Y lo que no me decía Martín Luis lo advertía vivo y profundo en su obra: desde La querella de México hasta las Memorias de Pancho Villa, La sombra del caudillo y El águila y la serpiente. Su obra es ejemplo de lo que enseña. Nadie ha predicado con el ejemplo mejor que él.

Por otra parte, Martín Luis –con sus ochenta años cumplidos– continúa siendo un trabajador incansable y tenaz. Tras las horas que gasta en la Comisión de los Libros de Texto están las que dedica a su revista Tiempo, y todavía las que emplea en su obra literaria. Sobre su mesa o en los estantes se ven los manuscritos que esperan la hora de su publicación: Nuevos libros sobre las memorias de Villa; nuevas Vidas históricas y sus Memorias de España y de México.
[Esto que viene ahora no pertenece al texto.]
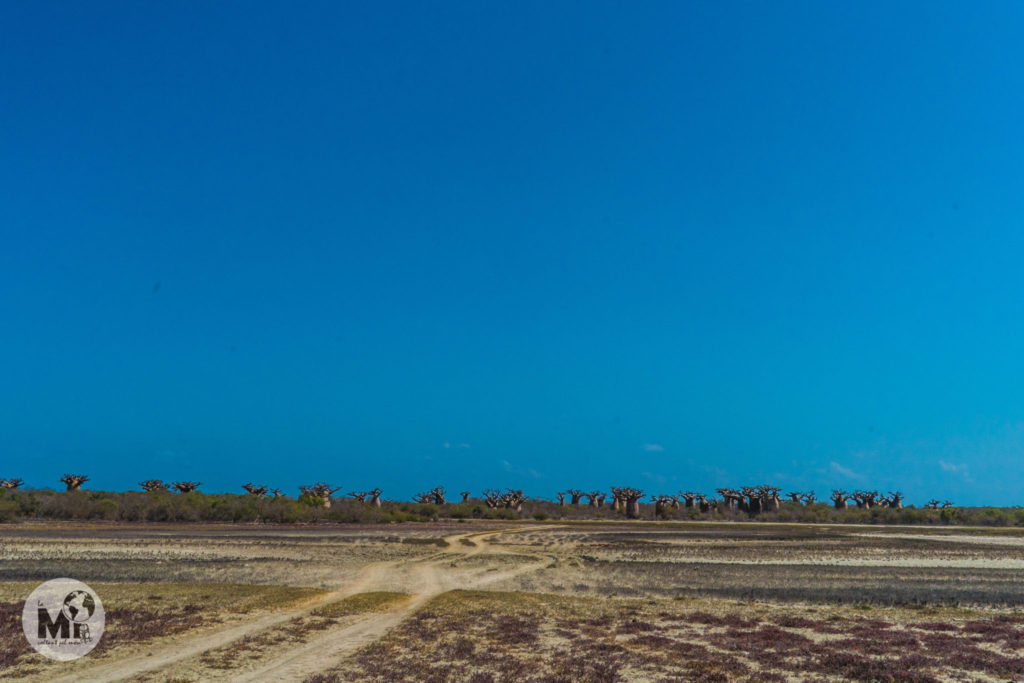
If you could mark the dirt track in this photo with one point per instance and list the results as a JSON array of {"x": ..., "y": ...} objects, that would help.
[{"x": 423, "y": 579}]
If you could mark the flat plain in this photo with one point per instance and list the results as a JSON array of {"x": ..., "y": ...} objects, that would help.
[{"x": 486, "y": 601}]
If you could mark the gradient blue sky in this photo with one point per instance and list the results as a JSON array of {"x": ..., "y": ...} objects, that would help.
[{"x": 524, "y": 244}]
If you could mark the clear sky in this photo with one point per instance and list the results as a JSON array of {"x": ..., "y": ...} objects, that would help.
[{"x": 539, "y": 245}]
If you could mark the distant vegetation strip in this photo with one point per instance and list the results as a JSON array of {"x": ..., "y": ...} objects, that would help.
[{"x": 194, "y": 506}]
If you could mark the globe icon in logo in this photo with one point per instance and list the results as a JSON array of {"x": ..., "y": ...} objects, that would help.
[{"x": 78, "y": 606}]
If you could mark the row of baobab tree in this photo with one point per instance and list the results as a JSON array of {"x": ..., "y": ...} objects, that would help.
[{"x": 752, "y": 500}]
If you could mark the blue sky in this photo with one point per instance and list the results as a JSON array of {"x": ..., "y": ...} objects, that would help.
[{"x": 530, "y": 245}]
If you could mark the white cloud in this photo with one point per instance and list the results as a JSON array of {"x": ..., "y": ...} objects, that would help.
[{"x": 844, "y": 471}]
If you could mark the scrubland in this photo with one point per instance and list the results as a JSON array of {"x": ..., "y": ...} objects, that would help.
[{"x": 541, "y": 601}]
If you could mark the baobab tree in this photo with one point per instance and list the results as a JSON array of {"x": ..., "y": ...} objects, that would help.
[
  {"x": 258, "y": 492},
  {"x": 631, "y": 499},
  {"x": 732, "y": 498},
  {"x": 665, "y": 506},
  {"x": 895, "y": 500},
  {"x": 375, "y": 497},
  {"x": 493, "y": 498},
  {"x": 435, "y": 496},
  {"x": 769, "y": 498},
  {"x": 753, "y": 499},
  {"x": 865, "y": 499},
  {"x": 513, "y": 499},
  {"x": 320, "y": 493},
  {"x": 74, "y": 481}
]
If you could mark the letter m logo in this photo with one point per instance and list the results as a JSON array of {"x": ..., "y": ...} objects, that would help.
[{"x": 48, "y": 625}]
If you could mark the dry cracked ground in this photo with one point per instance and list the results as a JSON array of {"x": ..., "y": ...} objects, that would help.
[{"x": 482, "y": 601}]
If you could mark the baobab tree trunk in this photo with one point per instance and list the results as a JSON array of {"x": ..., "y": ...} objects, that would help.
[
  {"x": 376, "y": 498},
  {"x": 74, "y": 481}
]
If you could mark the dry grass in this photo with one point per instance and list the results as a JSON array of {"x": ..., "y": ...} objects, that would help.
[
  {"x": 137, "y": 613},
  {"x": 486, "y": 636}
]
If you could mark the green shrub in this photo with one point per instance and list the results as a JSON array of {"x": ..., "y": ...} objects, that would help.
[{"x": 9, "y": 511}]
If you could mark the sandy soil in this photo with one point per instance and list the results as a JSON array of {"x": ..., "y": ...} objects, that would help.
[{"x": 777, "y": 563}]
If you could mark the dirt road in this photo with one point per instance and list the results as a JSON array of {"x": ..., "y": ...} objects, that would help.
[{"x": 422, "y": 579}]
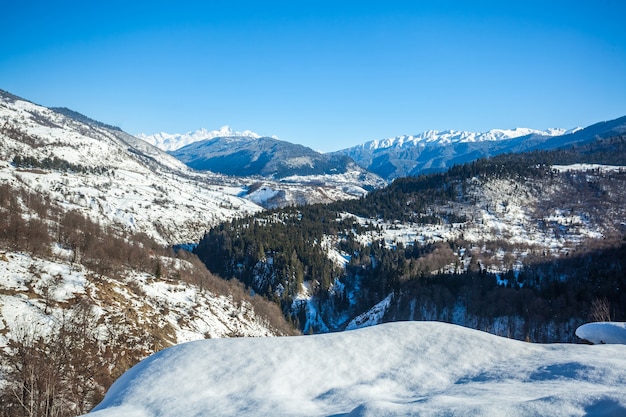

En los cincuenta años de amistad que nos ha unido –con pausa y sin prisas– de él sólo he recibido finezas que nunca olvido. Orgullosamente me considero su amigo. Mi admiración por el escritor va unida a mi más acendrado cariño por el hombre: ejemplo del gran pulso liberal de México.

(De El Libro y la Vida, Gaceta de Información y de Crítica. Editada por El Día, México, D. F.)

 

Diario del Sureste. Mérida, 10 de mayo de 1970, suplemento cultural, año XVII, núm. 851, pp. 1,3.